Results and Discussion
The power of intact protein analysis is that the mass of the protein is measured with functional modifications intact. This is ideally suited for bacterial proteins because, unlike mammalian systems, bacterial lysates from similar species appear to exhibit highly reproducible and conserved PTMs under similar growth conditions. Although protein abundances may vary, there should be few differences in their masses. Therefore, for bacterial lysates grown under the same conditions, it is reasonable to assume that a small number of mass shifts found across serovars are SNPs, and novel masses are insertions or proteins that have undergone a significant change in the expression level. These mass-shifted proteins serve as markers for differentiation of bacteria at the species, subspecies , and serovar levels.

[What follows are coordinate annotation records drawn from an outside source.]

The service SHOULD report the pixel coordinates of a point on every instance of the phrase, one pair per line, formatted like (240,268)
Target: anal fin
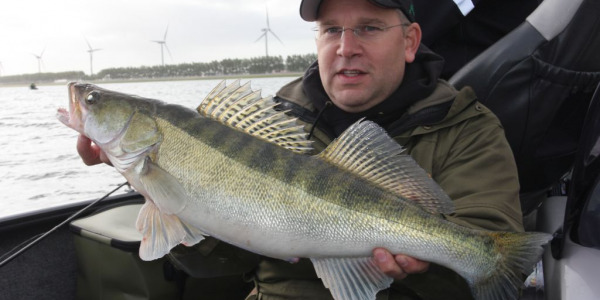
(356,278)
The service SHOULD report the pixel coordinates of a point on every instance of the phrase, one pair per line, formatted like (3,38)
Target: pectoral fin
(351,278)
(161,232)
(158,222)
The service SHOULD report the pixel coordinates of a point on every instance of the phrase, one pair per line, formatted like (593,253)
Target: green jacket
(466,153)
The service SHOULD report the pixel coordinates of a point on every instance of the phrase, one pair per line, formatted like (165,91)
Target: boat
(543,82)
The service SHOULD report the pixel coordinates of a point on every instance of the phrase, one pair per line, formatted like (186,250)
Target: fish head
(101,115)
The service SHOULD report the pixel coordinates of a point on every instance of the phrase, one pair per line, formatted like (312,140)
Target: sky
(124,30)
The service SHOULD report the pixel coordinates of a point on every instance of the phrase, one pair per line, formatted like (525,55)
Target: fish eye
(92,97)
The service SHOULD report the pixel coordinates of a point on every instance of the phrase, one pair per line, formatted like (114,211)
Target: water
(39,165)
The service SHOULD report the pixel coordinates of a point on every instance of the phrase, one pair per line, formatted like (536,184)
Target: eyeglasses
(362,32)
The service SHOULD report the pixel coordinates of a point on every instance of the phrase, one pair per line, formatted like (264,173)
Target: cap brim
(309,10)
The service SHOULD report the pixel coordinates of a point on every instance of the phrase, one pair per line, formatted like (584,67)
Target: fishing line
(18,250)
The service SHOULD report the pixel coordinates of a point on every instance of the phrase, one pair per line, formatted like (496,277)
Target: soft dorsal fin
(239,107)
(366,150)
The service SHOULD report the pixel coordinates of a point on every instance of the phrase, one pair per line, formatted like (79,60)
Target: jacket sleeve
(437,17)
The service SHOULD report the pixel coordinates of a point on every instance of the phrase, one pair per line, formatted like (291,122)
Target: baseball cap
(309,9)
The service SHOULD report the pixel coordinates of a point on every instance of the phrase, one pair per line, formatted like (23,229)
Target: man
(371,65)
(459,30)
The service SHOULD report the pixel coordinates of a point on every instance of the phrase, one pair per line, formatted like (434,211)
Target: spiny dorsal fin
(241,108)
(366,150)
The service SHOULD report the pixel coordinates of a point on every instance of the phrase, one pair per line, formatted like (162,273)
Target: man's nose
(349,44)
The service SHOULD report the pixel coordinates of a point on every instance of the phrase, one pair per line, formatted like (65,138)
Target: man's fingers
(411,265)
(387,264)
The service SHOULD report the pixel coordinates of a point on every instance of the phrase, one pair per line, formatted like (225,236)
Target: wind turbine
(39,58)
(91,51)
(164,43)
(265,34)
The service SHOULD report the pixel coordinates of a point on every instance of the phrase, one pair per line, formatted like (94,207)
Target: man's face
(358,74)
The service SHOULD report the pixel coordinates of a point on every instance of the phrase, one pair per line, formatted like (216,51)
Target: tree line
(248,66)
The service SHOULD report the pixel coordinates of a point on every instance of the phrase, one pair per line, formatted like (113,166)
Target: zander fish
(237,169)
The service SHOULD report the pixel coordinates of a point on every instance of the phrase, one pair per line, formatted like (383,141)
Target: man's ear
(412,40)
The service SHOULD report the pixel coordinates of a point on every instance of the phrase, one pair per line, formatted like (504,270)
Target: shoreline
(100,81)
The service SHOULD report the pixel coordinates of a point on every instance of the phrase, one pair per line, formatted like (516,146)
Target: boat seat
(539,80)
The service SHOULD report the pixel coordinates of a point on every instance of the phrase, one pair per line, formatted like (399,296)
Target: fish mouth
(71,117)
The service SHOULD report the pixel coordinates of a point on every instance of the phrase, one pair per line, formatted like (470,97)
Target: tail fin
(520,252)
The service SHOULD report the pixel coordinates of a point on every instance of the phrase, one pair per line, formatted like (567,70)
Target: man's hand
(398,266)
(90,153)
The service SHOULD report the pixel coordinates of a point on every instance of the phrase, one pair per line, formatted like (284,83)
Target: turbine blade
(89,46)
(260,37)
(273,33)
(268,18)
(169,51)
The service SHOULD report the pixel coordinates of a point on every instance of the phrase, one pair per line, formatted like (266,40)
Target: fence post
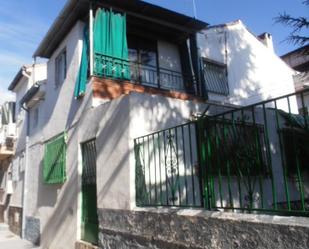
(202,152)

Intact Protein Expression Profiles
To facilitate nontargeted SNP discovery , the intact accurate mass, retention time, and relative abundance of proteins from the soluble fraction of bacterial lysates are measured and compared using LC-MS . Figure 10.1a shows a representative total ion current chromatogram from a 90-min LC-MS analysis of an intact bacterial protein lysate. Mass spectra were summed in 30-s windows, and each window was deconvoluted using ProTrawler6 software (Williams et al. 2002). Unlike mass spectra of peptides, intact proteins produce broad charge state distributions, effectively splitting the ion current generated for a given protein over multiple structural conformations (Fig. 10.1b). The elution profile of each protein is 1.5 min wide on average, further distributing the ion current, as well as greatly increasing the likelihood of multiple co-eluting proteins. Consequently, software is necessary to deconvolute each spectrum (or summed spectra) (Fig. 10.1c) and merge consecutive abundances into a single protein mass and intensity. The result (Fig. 10.1d) is an intact protein expression profile or mass map that represents the masses and intensities of all proteins detected across the chromatogram. This approach has the visual simplicity of a MALDI spectrum but with the greater information content provided by chromatographically resolved ESI spectra. The increase in the number of detectable masses provided by an extended mass range and improved ionization of proteins yields a greater capacity for differentiation as compared to MALDI-MS. The power of our method is the visualization of all proteins detected in an LC-MS experiment in a single spectrum, thus providing a quicker and more complete assessment of differences when compared to relying solely on LC-MS/MS protein or peptide identifications to assess changes between samples (Everley et al. 2008) . Intact protein expression profiles facilitate rapid assessment of differential proteins as possible biomarkers and offer a larger dynamic range as compared to chromatographic alignment alone .
Tracing back to the source of a Salmonella contamination requires a minimum of serovar-level differentiation. Serovar differentiation is not currently possible on commercially available MALDI-based clinical bacterial typing platforms. Salmonella enterica enterica Typhimurium and Heidelberg are closely related serovars that have both been implicated in food-based outbreaks (CDC 2014) . Recent phylogenetic and MLST analysis (Bell et al. 2011) confirm that the chosen strains are members of two closely related serovars. Figure 10.2 shows a mirrored comparison of the LC-MS generated intact protein expression profiles of these serovars. Each profile is the result of deconvolution and binning of mass, abundance, and retention time from a representative 90-min LC-MS run. As is expected by the extreme homology across the Salmonella species and the similarity of these two serovars, the mass maps look nearly identical, with differences occurring in only a small number of detectable masses.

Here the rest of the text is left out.